消費税に関するあらゆるルールは、日本国憲法が定める租税法律主義に基づき、国会によって制定された「消費税法」という法律によって厳格に定義されている。政府や税務署がその場の判断で恣意的に税率を変えたり、課税対象を決めたりすることはできない。
消費税法(昭和六十三年法律第百八号)
この法律は、消費税について、課税の対象、納税義務者、税額の計算の方法、申告、納付及び還付の手続並びにその納税義務の適正な履行を確保するため必要な事項を定めるものとする。
https://laws.e-gov.go.jp/law/363AC0000000108
「消費税法」には、以下のような消費税の根幹をなす項目が詳細に定められている。
- 納税義務者: 誰が消費税を国に納める義務を負うのか(原則として国内で課税資産の譲渡等を行った事業者)。
- 課税の対象: 何に対して消費税がかかるのか(国内において事業者が事業として対価を得て行う資産の譲渡、貸付け及び役務の提供と外国貨物の引取り)。
- 非課税取引: どのような取引には消費税を課さないのか(土地の譲渡、社会保険医療、住宅の貸付けなど)。
- 税率: 税率は何パーセントか。また、軽減税率の対象は何か。
- 仕入税額控除: 事業者が納税額を計算する際の控除の仕組み(インボイス制度の要件なども含む)。
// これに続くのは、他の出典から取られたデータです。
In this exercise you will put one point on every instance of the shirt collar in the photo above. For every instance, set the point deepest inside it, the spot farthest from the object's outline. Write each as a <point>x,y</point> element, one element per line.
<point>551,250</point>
- 申告・納付の手続き: いつまでに、どのような方法で申告し、納税しなければならないか。
なぜ消費税が導入されたのか
消費税は、竹下登内閣のもとで、1989年(平成元年)4月1日に初めて導入された。その導入には、当時の日本が直面していた社会・経済的な課題が大きく関わっている。
導入の最大の目的は、急速に進む高齢化社会に備えた安定的な財源の確保と、税体系の不公平感を是正する「直間比率の見直し」であった。
- 安定財源の確保: 当時、日本の高齢化は大きな課題として認識され始めており、将来的に年金や医療などの社会保障費が急増することが予測されていた。景気の変動に左右されやすい所得税や法人税だけに頼るのではなく、景気動向の影響を受けにくく、税収が安定している消費税を社会保障の財源とすることが不可欠とされた。
- 直間比率の是正: それまでの日本の税収は、所得税や法人税といった「直接税」の割合が極めて高い状態であった。これはサラリーマンなど給与所得者の負担が重くなる一方で、自営業者などの所得捕捉が難しいという「クロヨン問題(※)」に代表される不公平感(垂直的不公平)を生んでいた。そこで、資産や所得の多寡にかかわらず、消費という行為に対して広く課税する「間接税」を導入し、直接税への過度な依存を是正することで、国民全体の税負担の公平性を高める狙いがあった。
※クロヨン問題:サラリーマンの所得は9割捕捉されるのに対し、自営業者は6割、農家は4割しか捕捉されていないのではないか、という税務当局に対する不公平感を指摘した俗語。